Tokenization
Summary: Tokenization is the process of breaking down text into smaller units called tokens (words, subwords, or characters) that can be processed by machine learning models. Modern tokenization methods like Byte-Pair Encoding (BPE) and SentencePiece enable language models to handle diverse vocabularies efficiently while managing out-of-vocabulary words and supporting multilingual text processing.
Overview
Tokenization is the fundamental preprocessing step that converts raw text into a structured format that machine learning models can understand.

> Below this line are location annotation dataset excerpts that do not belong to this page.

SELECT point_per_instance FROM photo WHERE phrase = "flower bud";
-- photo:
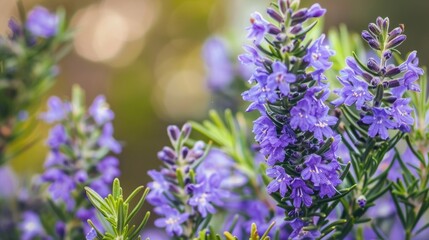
(374, 29)
(387, 54)
(390, 99)
(361, 201)
(379, 22)
(273, 29)
(282, 6)
(296, 29)
(394, 83)
(392, 72)
(300, 16)
(386, 23)
(373, 65)
(394, 33)
(173, 133)
(367, 36)
(374, 44)
(396, 41)
(186, 130)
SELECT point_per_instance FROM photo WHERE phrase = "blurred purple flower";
(379, 123)
(100, 111)
(259, 27)
(57, 110)
(31, 226)
(219, 68)
(172, 220)
(106, 139)
(9, 182)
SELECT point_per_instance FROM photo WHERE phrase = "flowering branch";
(372, 103)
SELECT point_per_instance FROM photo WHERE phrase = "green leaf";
(116, 190)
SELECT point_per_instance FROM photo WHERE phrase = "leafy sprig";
(115, 211)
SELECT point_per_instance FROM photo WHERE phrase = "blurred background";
(145, 56)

By breaking text into discrete units (tokens), tokenization bridges the gap between human language and computational processing, enabling everything from simple word counting to complex language model training.
Core Concepts
What Are Tokens
Tokens are the basic units of text processing that represent meaningful segments:
# Different tokenization approaches for the same sentence
text = "The cat's running quickly!"
## Word tokenization
word_tokens = ["The", "cat's", "running", "quickly", "!"]
## Subword tokenization (BPE-style)
subword_tokens = ["The", "cat", "'s", "run", "ning", "quick", "ly", "!"]
## Character tokenization
char_tokens = ["T", "h", "e", " ", "c", "a", "t", "'", "s", " ", "r", "u", "n", "n", "i", "n", "g", " ", "q", "u", "i",
"c", "k", "l", "y", "!"]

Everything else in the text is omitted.